Мы осторожно перешагнули через него и вышли из подъезда на тротуар. Мы переглянулись, обменявшись безмолвным вопросом: «Что за черт?» (Потом я уже не был так осторожен и вежлив в подобных случаях. А их за первый год моего проживания в Нью-Йорке было несколько. Обычно я желал таким людям доброго утра, а потом кричал: «Убирайся отсюда!» Если этого было мало, я добавлял: «Извините, сэр или мадам, но я не шучу!») А лишенные черт лица четыре манекена магазина L’Impasse за пластиковым окном витрины в легкомысленных предметах нижнего белья как будто надо мной смеялись.
В то утро, прогуливаясь около своего дома в первый раз, я заметил, что вокруг меня движется множество людей. У некоторых в руках были складные стулья, и это показалось мне необычным. По обеим сторонам 8-й Западной улицы были установлены переносные полицейские барьеры, а посреди проезжей части нарисована красная полоса, как будто указывающая направление движения.
Я был заинтригован этим и, вернувшись домой, ввел в Google запрос «мероприятие 26 июня на 8-й Западной улице».

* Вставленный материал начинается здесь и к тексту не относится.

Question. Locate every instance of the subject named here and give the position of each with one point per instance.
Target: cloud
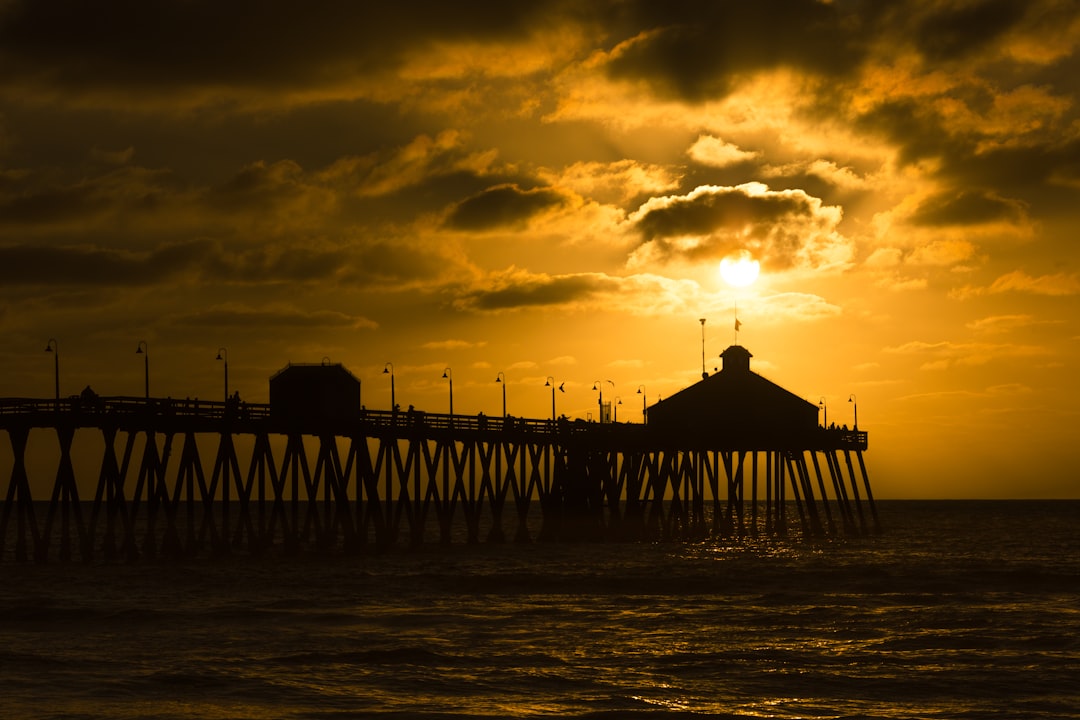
(715, 152)
(42, 265)
(197, 52)
(505, 206)
(1055, 285)
(783, 229)
(945, 354)
(996, 324)
(451, 344)
(618, 181)
(515, 289)
(699, 51)
(270, 316)
(969, 207)
(410, 165)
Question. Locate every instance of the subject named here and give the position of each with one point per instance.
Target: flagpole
(737, 321)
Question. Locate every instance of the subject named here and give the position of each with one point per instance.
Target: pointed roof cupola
(736, 360)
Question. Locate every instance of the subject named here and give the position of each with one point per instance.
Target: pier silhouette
(730, 456)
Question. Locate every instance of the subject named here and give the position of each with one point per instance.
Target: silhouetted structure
(306, 395)
(377, 475)
(737, 407)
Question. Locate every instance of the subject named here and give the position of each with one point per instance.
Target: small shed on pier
(736, 407)
(313, 395)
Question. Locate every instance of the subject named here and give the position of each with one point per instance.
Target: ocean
(959, 609)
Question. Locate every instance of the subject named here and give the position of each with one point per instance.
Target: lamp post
(551, 383)
(449, 376)
(223, 354)
(599, 385)
(53, 348)
(501, 378)
(389, 369)
(704, 374)
(144, 350)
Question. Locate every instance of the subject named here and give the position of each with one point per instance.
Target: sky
(547, 190)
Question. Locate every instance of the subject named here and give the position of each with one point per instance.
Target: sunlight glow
(739, 269)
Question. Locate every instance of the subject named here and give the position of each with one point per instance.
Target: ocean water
(957, 610)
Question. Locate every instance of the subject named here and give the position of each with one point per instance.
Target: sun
(740, 269)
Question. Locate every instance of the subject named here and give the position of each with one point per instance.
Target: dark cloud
(967, 208)
(504, 206)
(953, 31)
(528, 290)
(248, 317)
(697, 50)
(782, 229)
(158, 45)
(37, 265)
(715, 209)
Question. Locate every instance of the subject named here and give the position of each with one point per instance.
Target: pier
(185, 478)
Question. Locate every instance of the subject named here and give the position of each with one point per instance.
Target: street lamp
(704, 374)
(53, 348)
(501, 378)
(223, 354)
(599, 385)
(144, 350)
(449, 376)
(389, 369)
(551, 383)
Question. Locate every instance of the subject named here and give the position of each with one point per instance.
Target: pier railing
(185, 477)
(171, 415)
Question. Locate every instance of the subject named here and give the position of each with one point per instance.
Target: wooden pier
(194, 478)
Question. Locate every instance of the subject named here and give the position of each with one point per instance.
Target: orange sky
(547, 189)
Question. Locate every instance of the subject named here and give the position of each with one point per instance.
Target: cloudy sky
(547, 189)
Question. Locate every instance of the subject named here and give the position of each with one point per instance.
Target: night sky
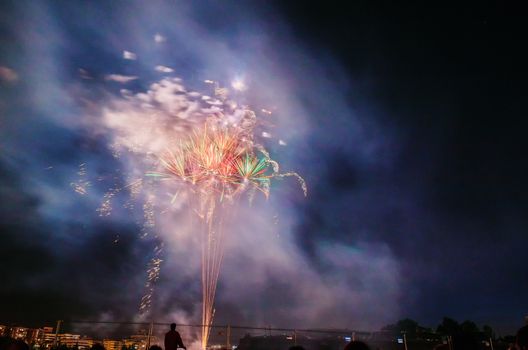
(407, 122)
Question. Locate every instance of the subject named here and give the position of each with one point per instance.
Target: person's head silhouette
(356, 345)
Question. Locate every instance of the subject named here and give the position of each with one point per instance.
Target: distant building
(19, 333)
(110, 344)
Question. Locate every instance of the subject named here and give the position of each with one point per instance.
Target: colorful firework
(203, 149)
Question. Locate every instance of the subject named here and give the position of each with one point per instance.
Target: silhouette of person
(296, 347)
(522, 336)
(356, 345)
(97, 346)
(173, 339)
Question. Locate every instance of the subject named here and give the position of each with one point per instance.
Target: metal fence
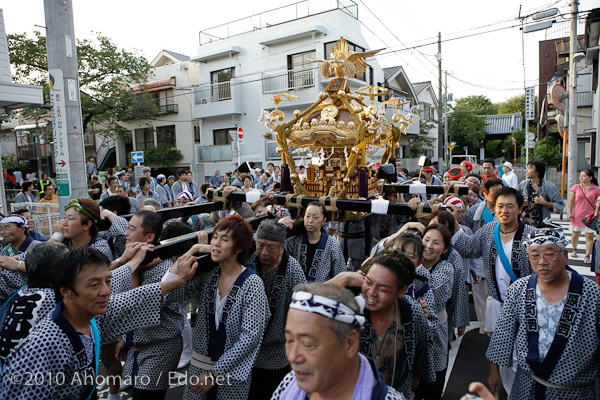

Оказалось, это было главное мероприятие Недели гей-культуры, в ходе которой отмечается борьба геев за свои права. В тот день должен был состояться красочный парад приверженцев однополой любви, проходящий по маршруту от Мидтауна до Вест-Виллидж, в нескольких километрах от квартала, в котором находился мой дом.
«Круто, – подумал я. – Целый парад». Многие ньюйоркцы любят это действо. Плюс права сексуальных меньшинств. В принципе я не против. Но я тогда еще не знал, что в итоге я аж на четыре часа окажусь запертым в своей квартире и буду вынужден слушать очень громкую музыку. До меня это не очень быстро дошло.
Действо разворачивалось медленно. И тут…
Стоп, разве это не сенатор Хиллари Клинтон?
И сенатор Чак Саммер!
И мэр Нью-Йорка Майк Блумберг!
И парень в собачьем ошейнике и кожаных плавках, изображающий секс с женщиной из толпы, которая вроде не имеет ничего против!
Передвижной подиум за подиумом, политик за политиком, одна группа борцов за права секс-меньшинств за другой, транспарант за транспарантом, один гигантский банан за другим… Все это проплывало мимо окон моей квартиры. Я подумал: «А-а, теперь я понял. Ведь медведи тоже могут отстаивать свое право на то, чтобы быть волосатыми». И еще я подумал: «Да-а, теперь в моей жизни все иначе». И не только окружающий меня мир. Моя жизнь. Вообще все.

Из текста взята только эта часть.